Socks and the city


It appears the prophecy of my last blog came true…Sebastian is back, and he is angry! With the weather being so nice I decided it was time to get some fresh air. I lay on the grass at ‘Liverpool One’ among the chavs and kids, soaking in some rays; I was out for just over an, but I am still feeling the punishment today (Wednesday); it is not so much it hurts, I am just VERY VERY red. My added level of redness caused even stranger looks in the office, and someone even offered me a bottle of aftersun. One man asked me if I was about to cry, or just really red. I have found common ground with my new friend Elaine, the two of us share the same pasty skin and can share tales of red.

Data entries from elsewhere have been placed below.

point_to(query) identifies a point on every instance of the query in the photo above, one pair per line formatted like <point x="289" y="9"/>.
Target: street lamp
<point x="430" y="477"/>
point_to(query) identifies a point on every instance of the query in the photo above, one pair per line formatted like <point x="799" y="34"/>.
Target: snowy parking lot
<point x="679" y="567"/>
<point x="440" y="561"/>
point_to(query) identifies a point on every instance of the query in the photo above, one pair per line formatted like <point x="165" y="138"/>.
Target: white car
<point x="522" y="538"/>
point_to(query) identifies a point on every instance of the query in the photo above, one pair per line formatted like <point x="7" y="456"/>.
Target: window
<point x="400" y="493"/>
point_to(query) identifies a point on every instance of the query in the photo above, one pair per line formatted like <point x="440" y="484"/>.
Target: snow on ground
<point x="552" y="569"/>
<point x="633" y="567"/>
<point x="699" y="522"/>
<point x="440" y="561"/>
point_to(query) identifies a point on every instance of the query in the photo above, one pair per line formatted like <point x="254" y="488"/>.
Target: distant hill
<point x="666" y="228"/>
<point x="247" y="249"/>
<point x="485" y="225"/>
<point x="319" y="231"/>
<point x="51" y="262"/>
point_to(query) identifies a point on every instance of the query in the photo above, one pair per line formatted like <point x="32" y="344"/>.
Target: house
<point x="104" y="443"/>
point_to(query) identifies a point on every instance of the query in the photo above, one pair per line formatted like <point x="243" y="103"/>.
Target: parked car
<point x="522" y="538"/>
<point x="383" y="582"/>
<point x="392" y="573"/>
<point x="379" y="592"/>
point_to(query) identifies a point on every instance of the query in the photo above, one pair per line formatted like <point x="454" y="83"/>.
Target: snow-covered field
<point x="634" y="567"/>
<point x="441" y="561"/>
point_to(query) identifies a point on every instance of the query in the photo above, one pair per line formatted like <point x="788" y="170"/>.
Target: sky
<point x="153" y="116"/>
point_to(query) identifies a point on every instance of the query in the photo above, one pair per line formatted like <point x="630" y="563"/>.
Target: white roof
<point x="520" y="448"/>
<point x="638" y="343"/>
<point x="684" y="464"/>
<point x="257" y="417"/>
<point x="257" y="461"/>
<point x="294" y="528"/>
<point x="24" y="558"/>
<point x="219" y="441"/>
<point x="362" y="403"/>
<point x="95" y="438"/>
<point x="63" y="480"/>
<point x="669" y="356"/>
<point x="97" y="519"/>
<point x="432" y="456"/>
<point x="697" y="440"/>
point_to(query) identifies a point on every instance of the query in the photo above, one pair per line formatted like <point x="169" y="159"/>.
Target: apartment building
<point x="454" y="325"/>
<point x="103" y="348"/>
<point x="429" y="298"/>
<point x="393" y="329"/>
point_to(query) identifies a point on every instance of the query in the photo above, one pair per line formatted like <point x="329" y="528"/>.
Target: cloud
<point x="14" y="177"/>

On Sunday night I embraced the inevitability and decided I would have to wash my clothes; the long  job of hunting down your dirty clothing in the missmatch of clean is not one I enjoy. On my hands and knees I crawled around looking for those most elusive socks.No matter how many 3 pack of socks I buy from Tesco for £1, they always vanish in days; like a game of hide and seek they had hidden themselves in the legs of my jeans, in the pockets of my suitcase, and one had escaped as far as the windowsill. I wish I could still pull of ‘Totes,‘ there was no way you could lose those massive thick socks! I then had to drag a small wardrobe of laundry into the lift, down the stairs, and to the laundry room, this was where the waiting game began. Like a yo-yo I bounced up and down between the 9 floors: putting it in the machine (wait 48 mins), put it in the dryer (wait 38 mins), then drag it all back upstairs. Exhausted and burnt I settled in to my nicely toasted pyjamas and waited for the week ahead.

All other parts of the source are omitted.